Given the judiciary's solemn duty to promote judicial transparency, we must be alert to conflation errors (extending protective-order standards to material filed with the court). The secrecy of judicial records, including stipulated secrecy, must be justified and weighed against the presumption of openness that can be rebutted only by compelling countervailing interests favoring nondisclosure. All too often, judicial records are sealed without any showing that secrecy is warranted or why the public's presumptive right of access is subordinated. This mistake harms the public interest, however interested the public is likely to be.
Sealings are no less rampant in low-profile cases (like this one) than in high-profile cases featured on the front page (like Bill Cosby's deposition testimony) or the Oscars stage (like records detailing the cover-up of child sexual abuse, as depicted in 2016 Best Picture Winner Spotlight). And a steady flow of unjustified low-profile sealings is capable of far greater damage—a gradual, sub silentio erosion of public access to the judiciary, erosion that occurs with such drop-by-drop gentleness as to be imperceptible….
The Judicial Branch belongs to the American people. And our processes should facilitate public scrutiny rather than frustrate it. Excessive secrecy—particularly displacing the high bar for sealing orders with the low bar for protective orders—undercuts the public's right of access and thus undermines the public's faith in our justice system.
Legal arguments, and the documents underlying them, belong in the public domain.

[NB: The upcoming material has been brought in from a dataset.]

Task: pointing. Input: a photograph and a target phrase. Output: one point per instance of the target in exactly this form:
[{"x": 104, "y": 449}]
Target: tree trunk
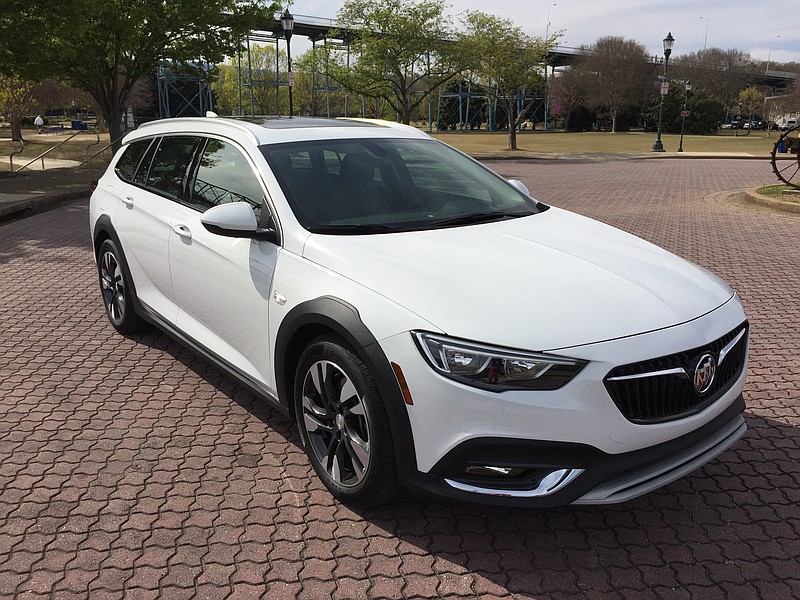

American courts are not private tribunals summoned to resolve disputes confidentially at taxpayer expense. When it comes to protecting the right of access, the judge is the public interest's principal champion. And when the parties are mutually interested in secrecy, the judge is its only champion.
To be sure, entrenched litigation practices harden over time, including overbroad sealing practices that shield judicial records from public view for unconvincing (or unarticulated) reasons. Such stipulated sealings are not uncommon. But they are often unjustified. With great respect, we urge litigants and our judicial colleagues to zealously guard the public's right of access to judicial records—their judicial records—so "that justice may not be done in a corner."
UPDATE: I originally wrote that Judge Carolyn Dineen King joined the opinion, but it turns out (see footnote 1) that she only concurred in the judgment. Thanks to The Turtle Dove for pointing this out.